We all know, however, that whatever their beliefs in the respective value of economic freedom and a state run economy, most people would find both examples equally abhorrent. So the only possible point in such arguing is to rally ones own side towards war. If mere enmity is attempted, mere enmity is all there is to be gained – one must for a dialogue to be possible accept that what is strived for is substantially the same by all, that only the means believed most effective in reaching these goals are different.

I’ll repeat the content of that last paragraph: There is one ultimate premise, namely that life is worth living, but this is a premise necessary to accept by all not because it is by necessity true, but because any discussion would be pointless without its acceptance.
Now, the same holds true if it is only the life of your opponent that is without value; if he is definable as simply evil, inciting the firing squad may have its point, but reasoning – in one direction or the other – has lost its logical relevance.

56perdondaris
mar 29, 2010, 7:02 pm

Denne meddelelse er blevet slettet af dens forfatter.

57coopdouglas
okt 24, 2010, 11:36 pm

Denne meddelelse har fået flere brugere til at hejse et advarselsflag, så den vises ikke længere (vis)
In all this discussion about world peace there is, as they say, a lot of froth but not much beer.
To understand what peace means we have to get back to first principles, and these are well set out in a recent book, Crowds and Leadership: the Art of Influencing Crowds by Douglas Coop. The last chapter discusses world peace and what world government would entail.
From epoch to epoch the worlds great thinkers tell us that mankind has always held the vision of a peaceful world that would encourage the full flowering of the human spirit. But is universal peace a possibility when otherwise peaceful citizens are readily persuaded into the most despicable and violent of crimes against their fellows?

58abclaret
feb 1, 2011, 7:59 pm

World government, as nothing to do with anarchism. It's more on a par with liberal inter-governmentalism similar to the UN and EU. Anarchism wishes to deconstruct nation states because they are repressive strucutres, not build unity from them.

59mkboylan
feb 1, 2011, 9:23 pm

Just want to say I have been very heartened by the anarchy in Egypt. Cops left and individuals voluntarily banded together to take care of business re: security, as well as feeding each other and getting water to each other. wonderful to watch. So - could be a peaceful revolution? Yes people have been hurt, and killed, but.............compared to some other revolutions, is this the second peaceful revolution in the last couple of months?

60FrancoisTremblay
feb 2, 2011, 1:03 am

I think you have the wrong understanding of the concept. "Peace" is not something you strive for. You are either a peaceful person or you are not. Peaceful people make for a peaceful society and a peaceful world. Violent people make for a violent society and a violent world.
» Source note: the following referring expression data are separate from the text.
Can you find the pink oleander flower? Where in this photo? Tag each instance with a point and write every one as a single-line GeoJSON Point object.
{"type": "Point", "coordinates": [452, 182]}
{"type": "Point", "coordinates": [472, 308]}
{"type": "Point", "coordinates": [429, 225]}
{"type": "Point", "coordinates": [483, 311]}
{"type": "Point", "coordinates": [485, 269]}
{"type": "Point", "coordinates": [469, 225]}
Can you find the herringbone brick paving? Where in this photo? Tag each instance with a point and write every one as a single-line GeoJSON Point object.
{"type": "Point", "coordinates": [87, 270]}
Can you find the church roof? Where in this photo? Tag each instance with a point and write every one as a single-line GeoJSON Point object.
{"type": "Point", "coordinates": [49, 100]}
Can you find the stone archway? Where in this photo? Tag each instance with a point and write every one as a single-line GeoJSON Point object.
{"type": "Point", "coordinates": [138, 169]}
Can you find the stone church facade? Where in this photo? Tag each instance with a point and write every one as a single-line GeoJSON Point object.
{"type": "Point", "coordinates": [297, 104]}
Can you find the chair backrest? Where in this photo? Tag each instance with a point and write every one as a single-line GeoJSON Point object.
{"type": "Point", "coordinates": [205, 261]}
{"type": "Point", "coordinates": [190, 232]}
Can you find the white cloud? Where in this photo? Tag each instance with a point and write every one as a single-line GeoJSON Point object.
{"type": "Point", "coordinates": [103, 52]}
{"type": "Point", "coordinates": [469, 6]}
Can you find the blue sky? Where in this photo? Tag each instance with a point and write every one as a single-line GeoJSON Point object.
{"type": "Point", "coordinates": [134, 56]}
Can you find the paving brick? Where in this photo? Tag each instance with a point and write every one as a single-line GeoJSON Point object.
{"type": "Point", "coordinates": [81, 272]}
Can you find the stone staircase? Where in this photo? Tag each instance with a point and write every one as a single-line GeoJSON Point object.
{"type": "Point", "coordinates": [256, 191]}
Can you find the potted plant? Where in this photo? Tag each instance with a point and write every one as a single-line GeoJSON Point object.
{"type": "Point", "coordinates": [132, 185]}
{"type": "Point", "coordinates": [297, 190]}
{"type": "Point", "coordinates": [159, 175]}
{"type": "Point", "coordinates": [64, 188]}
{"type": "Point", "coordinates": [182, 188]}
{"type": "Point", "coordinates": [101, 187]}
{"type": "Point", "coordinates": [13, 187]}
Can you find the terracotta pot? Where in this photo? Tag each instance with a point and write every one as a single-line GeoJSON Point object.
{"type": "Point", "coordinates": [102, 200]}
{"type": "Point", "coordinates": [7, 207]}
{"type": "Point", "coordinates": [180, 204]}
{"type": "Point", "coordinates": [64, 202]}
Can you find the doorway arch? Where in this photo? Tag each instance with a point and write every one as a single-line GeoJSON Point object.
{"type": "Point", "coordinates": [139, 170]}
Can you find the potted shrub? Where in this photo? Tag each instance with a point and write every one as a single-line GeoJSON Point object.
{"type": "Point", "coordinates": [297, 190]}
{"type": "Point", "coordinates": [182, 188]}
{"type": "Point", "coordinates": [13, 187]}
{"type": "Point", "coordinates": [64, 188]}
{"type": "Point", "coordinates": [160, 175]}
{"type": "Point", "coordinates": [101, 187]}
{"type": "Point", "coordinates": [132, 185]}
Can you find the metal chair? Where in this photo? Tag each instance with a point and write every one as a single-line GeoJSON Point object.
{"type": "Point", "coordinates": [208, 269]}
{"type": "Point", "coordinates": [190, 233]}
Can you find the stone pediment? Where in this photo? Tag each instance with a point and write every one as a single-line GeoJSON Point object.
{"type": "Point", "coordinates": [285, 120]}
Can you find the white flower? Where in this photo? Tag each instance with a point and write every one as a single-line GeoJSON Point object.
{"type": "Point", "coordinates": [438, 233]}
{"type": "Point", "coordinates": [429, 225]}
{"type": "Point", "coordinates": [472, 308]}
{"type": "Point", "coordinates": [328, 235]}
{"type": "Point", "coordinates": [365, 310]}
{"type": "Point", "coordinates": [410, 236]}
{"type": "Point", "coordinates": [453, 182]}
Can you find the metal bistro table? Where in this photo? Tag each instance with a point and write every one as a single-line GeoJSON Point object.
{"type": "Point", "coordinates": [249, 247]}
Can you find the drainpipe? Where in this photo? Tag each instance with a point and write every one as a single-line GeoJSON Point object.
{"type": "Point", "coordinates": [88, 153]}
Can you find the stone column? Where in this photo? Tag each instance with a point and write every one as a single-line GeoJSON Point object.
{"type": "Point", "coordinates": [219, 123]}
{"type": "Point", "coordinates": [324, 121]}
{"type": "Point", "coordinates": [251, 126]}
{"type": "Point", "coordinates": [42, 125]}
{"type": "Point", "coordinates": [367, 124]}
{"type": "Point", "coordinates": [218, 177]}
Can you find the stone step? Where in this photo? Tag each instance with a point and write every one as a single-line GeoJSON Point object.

We train our children to be competitive and to be desensitized to violence. Why are we surprised at the state of the world, as it has been forever?

61mkboylan
Redigeret: mar 31, 2011, 11:31 am

60 - Ah Francois we'll never be true anarchists. I'm too busy telling my husband what to do, and you're too busy defining my concepts. and I'm too busy defining your actions.

62FrancoisTremblay
mar 31, 2011, 4:49 pm

I think you have gained a false understanding of what Anarchism is. It does not mean you don't define concepts other people use, or define actions other people perform.